Я заглянула сквозь щель в закрытое стойло. Все чин-чином, свежая соломка, подогнанные доски, перегородка в четыре аршина и столько же от нее до потолка.
– Кусачий, стервь! – ругался конюх. – Вечор таз отобрал. Вцепился зубами, ровно пес, гриву взъерошил, копытом гребет, ну, я и испужался, выскочил – еще грызянет, неровен час, холера эдакая.
«Холера» конфисковала у конюха тазик с хлебными корками, щедрый дар Школьной столовой. Часть слопала, часть втоптала в навоз. Значит, конюх не ошибся дверью, вчера конь безобразничал в одиночном загоне.
Ромашка положила голову мне на плечо и томно, умиротворенно вздохнула.
– Оседлай ее, – приказала я пареньку, похлопала лошадь по шее и отправилась на поиски черного шкодника.
А тот и не собирался убегать, бесстрашно подпустив меня на расстояние вытянутой руки. Калитка скотного двора была распахнута настежь, но жеребец замер возле нее, будто вкопанный, нагнув голову и зыркая исподлобья, как загнанный в угол бродячий кобель. Коротко остриженная грива топорщилась платяной щеткой.
Мы посмотрели друг другу в глаза. Не знаю, произвела ли я впечатление на коня, но мне его мрачный взгляд определенно не понравился. Глаза у жеребца были черные, глубоко посаженные, время от времени фосфоресцирующие зеленым, и я с содроганием отметила, что их зрачки сужены вертикально, как у змеи.
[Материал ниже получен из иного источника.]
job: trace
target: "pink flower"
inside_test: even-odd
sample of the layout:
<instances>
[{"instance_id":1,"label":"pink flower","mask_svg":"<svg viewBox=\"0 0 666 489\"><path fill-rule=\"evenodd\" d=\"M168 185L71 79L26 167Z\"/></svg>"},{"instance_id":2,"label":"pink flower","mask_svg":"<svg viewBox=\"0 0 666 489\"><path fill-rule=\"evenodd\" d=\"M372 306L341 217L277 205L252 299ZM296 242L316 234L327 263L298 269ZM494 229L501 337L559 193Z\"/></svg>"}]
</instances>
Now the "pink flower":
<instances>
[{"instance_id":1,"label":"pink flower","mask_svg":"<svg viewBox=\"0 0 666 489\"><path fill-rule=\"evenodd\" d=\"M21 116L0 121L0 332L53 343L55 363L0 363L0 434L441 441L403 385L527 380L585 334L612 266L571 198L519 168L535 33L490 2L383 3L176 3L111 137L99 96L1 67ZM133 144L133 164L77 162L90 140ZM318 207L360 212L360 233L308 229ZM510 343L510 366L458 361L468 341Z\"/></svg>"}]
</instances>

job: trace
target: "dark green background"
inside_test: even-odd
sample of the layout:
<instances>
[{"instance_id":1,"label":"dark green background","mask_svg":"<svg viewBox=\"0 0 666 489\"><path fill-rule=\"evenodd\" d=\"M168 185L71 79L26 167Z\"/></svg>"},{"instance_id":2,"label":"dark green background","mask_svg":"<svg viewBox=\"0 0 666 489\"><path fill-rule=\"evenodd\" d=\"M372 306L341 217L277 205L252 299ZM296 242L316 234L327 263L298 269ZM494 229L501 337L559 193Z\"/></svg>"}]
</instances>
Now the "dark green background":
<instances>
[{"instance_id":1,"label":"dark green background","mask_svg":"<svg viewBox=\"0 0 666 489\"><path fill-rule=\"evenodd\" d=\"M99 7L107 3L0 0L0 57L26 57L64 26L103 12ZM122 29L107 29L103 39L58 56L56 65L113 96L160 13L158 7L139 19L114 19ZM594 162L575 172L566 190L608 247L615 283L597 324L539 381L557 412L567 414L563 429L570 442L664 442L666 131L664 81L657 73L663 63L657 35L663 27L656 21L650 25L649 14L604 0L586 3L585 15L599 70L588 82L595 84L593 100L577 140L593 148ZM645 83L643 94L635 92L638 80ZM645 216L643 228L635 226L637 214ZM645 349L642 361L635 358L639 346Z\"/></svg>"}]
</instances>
Конь издал злобный рокочущий храп, больше похожий на приглушенное рычание.
Ласковое воркование «коник, хороший коник» застряло у меня в горле. Черного жеребца было очень трудно назвать коником, тем более хорошим. «Плохой песик» подходило ему куда больше. Рука, в которой я держала сладкую морковку, мелко задрожала. Только это меня и спасло – конь неожиданно сделал выпад вперед и клацнул зубами у самых моих пальцев.
Морковка даже не хрупнула. Выронив огрызок, я отскочила от коня, как ошпаренная, – мне примерещились четыре острых клыка среди двух рядов безупречно белых зубов.
– От то-то и оно, – глубокомысленно заключил конюх, наблюдавший за нами с безопасного расстояния. – Не иначе, сам мракобес к его мамке в гости заворачивал!
Тем временем конь углядел грядки с селекционной капустой, фыркнул, топнул копытом, развернулся и неспешно потрусил в их направлении.
– Потравит, собака… – испуганно всхлипнул конюх.
Но вороному не суждено было сорвать кампанию по уборке даров природы. Из-за угла конюшни появился Лён. Услышав мелодичный свист, конь прижал уши, словно нашкодившая собачонка и, подбежав к хозяину, ткнулся мордой ему в плечо.
– Ну, ну, не балуйся, – Лён почесал жеребца за ушами, заботливо вытянул репей из короткой гривы. – Что, Вольт, обижают тебя вредные адептки?
– Твой конь провел ночь в стойле у моей кобылы, – отчеканила я, скрещивая руки на груди в преддверии серьезного разговора. – Может, ты объяснишь мне, как он перебрался через перегородку?